Our confidence in identifying what we see indeed changes in time, as we grow increasingly distant from both our former selves and from a particular point in time. A friend of mine gave me a gift, a tiny jewellery box she had found in a flea market. The lid of the box is painted. The image depicts a girl in a long, Empire-style nightgown. Her hair is tied up with ribbons. She is sitting on the armrest of an armchair under a dim light, either a lamp or a candle, in front of a decorated fireplace, looking intently at a small, slightly glowing, rectangle in her hand. Handing the box to me, my friend said: ‘She’s looking at her phone.’ And despite the fact that the nightgown, the hair and the furniture in the little round painting evoked a time long past, I saw that the girl was, indeed, looking at a phone. The rectangle was too thick, stiff and reflective to be a letter, and held at too strange an angle to be a mirror; anyone who has ever accidentally opened their front camera knows this.

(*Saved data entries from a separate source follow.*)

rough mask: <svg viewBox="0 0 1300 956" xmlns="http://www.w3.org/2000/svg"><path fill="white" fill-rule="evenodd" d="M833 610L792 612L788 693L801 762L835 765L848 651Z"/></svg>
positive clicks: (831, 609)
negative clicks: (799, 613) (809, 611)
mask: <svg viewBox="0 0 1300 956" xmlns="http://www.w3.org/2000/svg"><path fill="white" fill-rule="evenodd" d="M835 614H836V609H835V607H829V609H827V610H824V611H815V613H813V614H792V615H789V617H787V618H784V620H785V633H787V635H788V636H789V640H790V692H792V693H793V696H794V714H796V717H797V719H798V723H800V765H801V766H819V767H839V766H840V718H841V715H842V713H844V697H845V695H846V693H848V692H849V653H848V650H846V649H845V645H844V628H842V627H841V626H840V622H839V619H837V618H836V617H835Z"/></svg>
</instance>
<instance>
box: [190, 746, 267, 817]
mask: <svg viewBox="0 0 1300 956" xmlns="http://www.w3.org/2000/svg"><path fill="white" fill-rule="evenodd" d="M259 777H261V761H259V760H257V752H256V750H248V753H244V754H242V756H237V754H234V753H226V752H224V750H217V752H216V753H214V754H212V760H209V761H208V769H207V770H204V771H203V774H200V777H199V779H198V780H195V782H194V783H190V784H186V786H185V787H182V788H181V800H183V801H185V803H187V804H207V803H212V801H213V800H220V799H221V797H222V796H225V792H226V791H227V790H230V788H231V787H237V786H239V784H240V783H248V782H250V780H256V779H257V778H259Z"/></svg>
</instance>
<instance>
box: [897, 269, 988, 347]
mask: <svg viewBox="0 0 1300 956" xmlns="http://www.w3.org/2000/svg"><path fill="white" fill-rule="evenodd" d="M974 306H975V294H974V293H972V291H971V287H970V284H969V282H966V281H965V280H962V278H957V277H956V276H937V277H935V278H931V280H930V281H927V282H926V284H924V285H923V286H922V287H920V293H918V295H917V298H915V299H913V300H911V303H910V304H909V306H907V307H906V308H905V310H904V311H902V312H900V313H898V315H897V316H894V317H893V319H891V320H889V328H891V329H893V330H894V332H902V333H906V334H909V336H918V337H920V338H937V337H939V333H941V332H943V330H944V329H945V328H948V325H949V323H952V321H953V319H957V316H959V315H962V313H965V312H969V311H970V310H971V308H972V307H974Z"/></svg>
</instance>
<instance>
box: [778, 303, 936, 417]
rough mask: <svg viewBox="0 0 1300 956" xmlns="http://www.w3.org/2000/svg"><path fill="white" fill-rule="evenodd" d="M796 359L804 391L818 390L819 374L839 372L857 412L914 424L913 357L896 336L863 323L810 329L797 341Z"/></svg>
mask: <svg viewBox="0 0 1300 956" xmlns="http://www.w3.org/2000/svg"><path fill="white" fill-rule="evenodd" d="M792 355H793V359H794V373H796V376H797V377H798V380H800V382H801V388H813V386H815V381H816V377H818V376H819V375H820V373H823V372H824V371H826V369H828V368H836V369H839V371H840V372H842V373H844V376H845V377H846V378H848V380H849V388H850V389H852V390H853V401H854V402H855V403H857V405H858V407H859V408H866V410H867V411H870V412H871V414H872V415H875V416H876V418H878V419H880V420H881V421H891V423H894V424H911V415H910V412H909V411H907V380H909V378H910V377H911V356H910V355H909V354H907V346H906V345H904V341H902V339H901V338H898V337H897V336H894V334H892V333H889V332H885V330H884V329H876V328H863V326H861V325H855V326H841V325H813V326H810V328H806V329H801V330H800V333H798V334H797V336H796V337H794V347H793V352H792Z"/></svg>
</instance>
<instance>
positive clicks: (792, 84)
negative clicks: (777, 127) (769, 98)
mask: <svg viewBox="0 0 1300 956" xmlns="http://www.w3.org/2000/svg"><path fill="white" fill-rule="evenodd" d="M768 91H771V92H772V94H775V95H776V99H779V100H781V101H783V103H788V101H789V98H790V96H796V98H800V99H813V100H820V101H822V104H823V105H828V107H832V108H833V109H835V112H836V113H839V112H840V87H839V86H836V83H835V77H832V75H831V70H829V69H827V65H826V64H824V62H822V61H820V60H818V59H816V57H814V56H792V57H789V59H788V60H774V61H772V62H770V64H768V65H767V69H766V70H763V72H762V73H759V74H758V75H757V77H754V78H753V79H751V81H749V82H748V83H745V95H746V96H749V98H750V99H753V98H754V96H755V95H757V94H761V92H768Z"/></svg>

Just as we humans, for whom seeing is mostly a natural function, at least to a certain extent, have the ability to recognise social and cultural references, image recognition software also often struggles to identify historical images correctly. Furthermore, their ‘vision’, as it is based on contemporary images, becomes culturally situated in our time, and as we see in Petraitis’ book, a simple mango placed on top of a notebook suddenly becomes ‘an Apple computer’. In addition to creating a temporal lineage in image recognition of a particular set of images, ‘A Man with Dark Hair and a Sunset in the Background’ also highlights our own expectations and preconceptions regarding image processing, as well as the cultural situatedness of images. Although we know that both language and images are slippery, it is sometimes necessary to witness how they get pinned down by the weight of their own temporality.